Ninguna vida carece de valor, pero hay algunas que se distinguen porque se manifiestan en momentos significativos impactando la vida de los demás. Creo que ese el caso de Aprodeh. Una institución que si “La Razón” o un descompuesto como Aldo Mariátegui consideran controvertida, es suficiente para tener la certeza que vienen transitando por la vía correcta.
Pero como sería injusto medir el valor de una institución por la mediocridad y vileza de sus adversarios, propongo otros indicadores -más decorosos por supuesto- para sopesar su coraje y trascendencia. Dar esperanza a víctimas del terror, por ejemplo. Defender a personas agredidas en contextos en lo que más cómodo sería no abrir la boca, pasar de largo como tantos otros, y jugar a defender principios y valores sin que los canallas y traidores se percaten.
Quien sepa algo de Aprodeh sabe que se trata de un caso especial. No en vano hay quienes asumen que hablar de derechos humanos es referirse a Aprodeh. Nacer en un escenario de creciente violación de los derechos humanos, y renovar en medio de esa realidad de muerte el compromiso de defender la vida, puede considerarse heroico.
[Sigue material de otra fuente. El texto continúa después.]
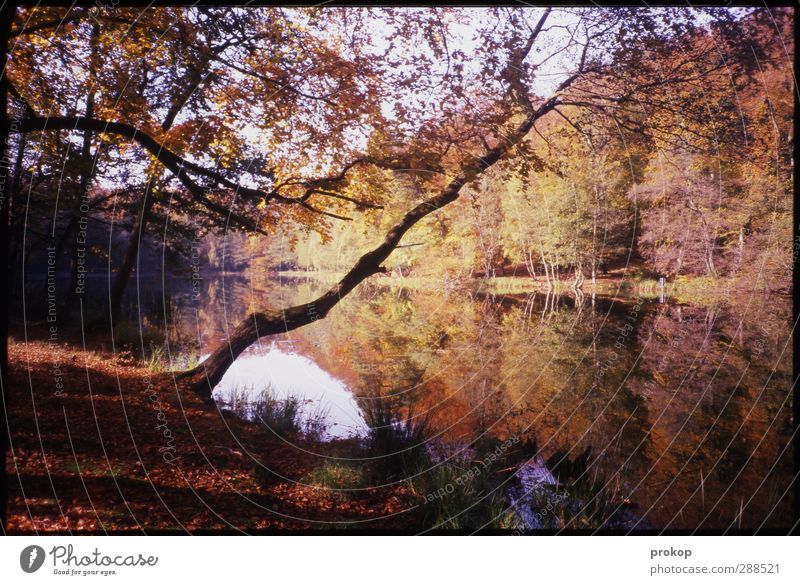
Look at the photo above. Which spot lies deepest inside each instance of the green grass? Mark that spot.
(284, 417)
(341, 475)
(452, 500)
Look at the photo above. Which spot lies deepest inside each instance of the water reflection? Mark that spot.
(685, 408)
(284, 375)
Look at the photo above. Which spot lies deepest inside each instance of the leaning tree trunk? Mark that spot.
(131, 256)
(203, 378)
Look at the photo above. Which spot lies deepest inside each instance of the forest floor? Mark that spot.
(101, 443)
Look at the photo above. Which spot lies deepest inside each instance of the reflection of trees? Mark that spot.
(546, 367)
(703, 385)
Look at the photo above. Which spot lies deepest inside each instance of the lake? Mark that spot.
(683, 410)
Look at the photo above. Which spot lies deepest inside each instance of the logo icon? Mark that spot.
(31, 558)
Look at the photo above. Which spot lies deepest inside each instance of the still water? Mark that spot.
(685, 408)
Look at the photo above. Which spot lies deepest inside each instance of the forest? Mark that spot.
(558, 241)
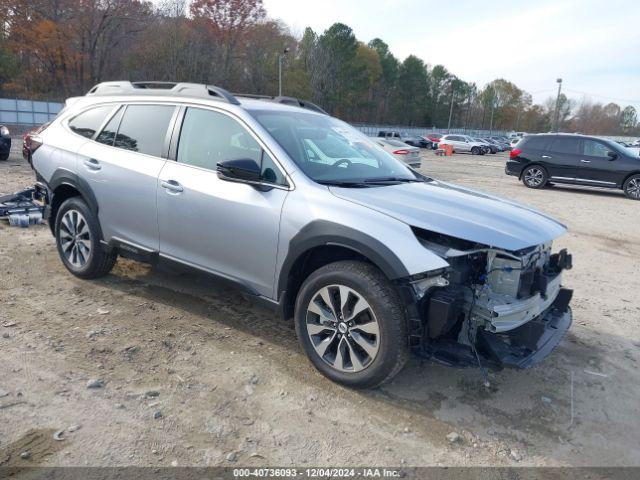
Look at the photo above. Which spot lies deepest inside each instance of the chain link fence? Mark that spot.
(373, 129)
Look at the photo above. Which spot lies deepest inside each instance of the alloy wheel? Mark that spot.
(534, 177)
(633, 188)
(342, 328)
(75, 238)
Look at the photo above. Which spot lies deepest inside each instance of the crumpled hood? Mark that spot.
(458, 212)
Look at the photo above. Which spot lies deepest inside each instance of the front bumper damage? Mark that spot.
(493, 308)
(531, 342)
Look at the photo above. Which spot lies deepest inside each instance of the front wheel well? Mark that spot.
(628, 177)
(531, 164)
(309, 262)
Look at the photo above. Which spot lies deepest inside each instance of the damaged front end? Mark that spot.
(506, 307)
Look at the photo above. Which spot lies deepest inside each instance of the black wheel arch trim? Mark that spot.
(66, 177)
(323, 233)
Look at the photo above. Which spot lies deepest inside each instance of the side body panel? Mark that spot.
(124, 184)
(226, 228)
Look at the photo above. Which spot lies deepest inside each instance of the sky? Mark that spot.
(594, 46)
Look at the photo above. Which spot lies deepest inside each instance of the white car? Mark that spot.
(403, 152)
(463, 144)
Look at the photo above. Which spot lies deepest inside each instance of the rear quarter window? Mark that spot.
(90, 121)
(536, 143)
(565, 145)
(143, 128)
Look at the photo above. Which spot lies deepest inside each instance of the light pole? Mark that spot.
(557, 116)
(493, 104)
(280, 57)
(451, 107)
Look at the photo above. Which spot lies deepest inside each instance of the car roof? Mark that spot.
(194, 93)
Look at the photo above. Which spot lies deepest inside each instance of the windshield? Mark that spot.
(330, 151)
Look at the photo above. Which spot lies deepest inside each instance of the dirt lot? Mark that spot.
(230, 386)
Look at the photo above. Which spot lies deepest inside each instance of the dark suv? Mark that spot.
(539, 160)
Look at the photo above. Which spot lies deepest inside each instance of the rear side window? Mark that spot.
(143, 128)
(537, 143)
(108, 133)
(565, 145)
(592, 148)
(88, 123)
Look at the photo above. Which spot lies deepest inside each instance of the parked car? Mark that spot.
(371, 259)
(413, 140)
(499, 147)
(488, 146)
(5, 143)
(403, 152)
(504, 141)
(463, 144)
(575, 159)
(26, 141)
(434, 138)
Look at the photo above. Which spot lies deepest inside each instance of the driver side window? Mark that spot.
(208, 137)
(595, 149)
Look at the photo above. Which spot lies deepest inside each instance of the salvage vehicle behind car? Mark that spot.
(402, 151)
(575, 160)
(413, 140)
(371, 259)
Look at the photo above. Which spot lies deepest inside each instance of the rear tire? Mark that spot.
(632, 187)
(78, 241)
(535, 176)
(359, 340)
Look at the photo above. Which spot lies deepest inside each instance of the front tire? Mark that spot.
(632, 187)
(535, 176)
(78, 241)
(351, 323)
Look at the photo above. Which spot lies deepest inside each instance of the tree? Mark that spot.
(412, 91)
(385, 88)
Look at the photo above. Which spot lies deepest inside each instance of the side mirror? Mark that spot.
(239, 170)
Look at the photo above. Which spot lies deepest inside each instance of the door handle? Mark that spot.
(171, 186)
(92, 164)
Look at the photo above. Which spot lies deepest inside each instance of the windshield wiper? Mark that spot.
(342, 183)
(373, 181)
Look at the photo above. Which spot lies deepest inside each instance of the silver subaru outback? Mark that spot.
(372, 260)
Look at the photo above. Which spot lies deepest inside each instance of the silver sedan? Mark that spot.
(406, 153)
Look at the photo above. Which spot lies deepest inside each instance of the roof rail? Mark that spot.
(296, 102)
(163, 88)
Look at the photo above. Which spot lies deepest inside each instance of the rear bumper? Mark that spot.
(513, 168)
(532, 342)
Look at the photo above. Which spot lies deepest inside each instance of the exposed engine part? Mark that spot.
(492, 293)
(24, 208)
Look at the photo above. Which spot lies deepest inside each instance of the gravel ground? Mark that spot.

Para mi es simple y llanamente digno.
Nada de lo dicho significa que no se haya tropezado o cometido errores, pero –como habría dicho el cura Actis- es inevitable rodar muchas veces cuando se sube, y más aún cuando se hace alentando el ascenso de otros, personas cuyas vidas no importaron, y con quienes Aprodeh quiso privilegiar su relación.
Por todo ello, no encuentro mejor motivo para mi columna en esta semana que el saludo a una de las instituciones más caracterizadas del movimiento de derechos humanos cuyo rasgo distintivo, lo dicen ellos y lo afirmamos muchos otros, es su militancia y compromiso. Parafraseo a Francisco de Asís para referirme a Aprodeh: empezó haciendo lo necesario, siguió con lo posible, y de pronto –al lado de otros y otras- ya estaba haciendo lo imposible. Una vida así, sí que tiene sentido.